I mean the barrier between journal writes and metadata writes,  
because they order is essential for a FS health.

I counted journal writes as metadata writes. If you want to make a  
distinction, OK, we now have a common language.

Obviously, having only one ORDERED, i.e. journal, write and having  
to wait for it completition before submitting subsequent commands  
creates some performance bottleneck.

It might be obvious but it's not true.

You missed my point about group commits to the journal. That's why  
there's no performance hit for only having one outstanding journal  
write at a time; each journal write commits many transactions. Stated  
another way, you don't want to eagerly initiate journal writes; you  
want to execute one at a time, and group all transactions that arrive  
while the one write is active into the next write.

See the seminal paper from Xerox PARC on "Group Commits in the CEDAR  
Filesystem". I'm working from memory so I can't give you a better  
citation than that.

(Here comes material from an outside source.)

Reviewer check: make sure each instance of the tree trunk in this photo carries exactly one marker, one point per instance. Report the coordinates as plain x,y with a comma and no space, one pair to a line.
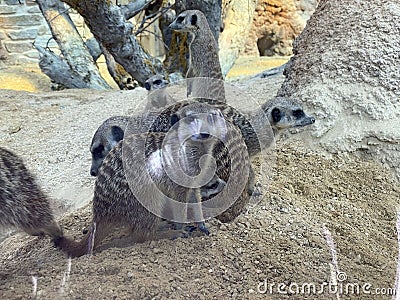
83,72
237,24
109,26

It's an old paper, probably circa 1987 or 1988,  
published I think in an ACM journal.

I've benchmarked metadata-intensive workloads on a journaling  
filesystem with a storage controller with NV-RAM arranged so that all  
metadata and journal writes complete without any disk activity  
against a vanilla controller. The lights on the disks on the NV-RAM  
controller never came on; i.e. there was _no_ disk activity. The  
lights on the disks attached to the vanilla controller were on solid.  
The performance of the two systems was essentially the same with  
respect to average response time and throughput.

I mean mostly latency, which often quite big in many SCSI  
transports. It would be much better to queue as many such ORDERED  
commands as necessary and then, without waiting for their  
completition, metadata updates (SIMPLE) commands and being sure,  
that no metadata commands will be executed if any of ORDERED ones  
fail. As far as I can see, nothing prevents to work that way right  
now, except that somebody should implement it in both hardware and  
software.

If you use group commits, there's little value in implementing this.

To the best of my knowledge no current Linux initiator sends SCSI   
commands with a task attribute other than SIMPLE., and you seem to  
be  concerned only about Linux initiators. Therefor your target  
does not  need to preserve order. QUED.

I prefer to be overinsured in such cases.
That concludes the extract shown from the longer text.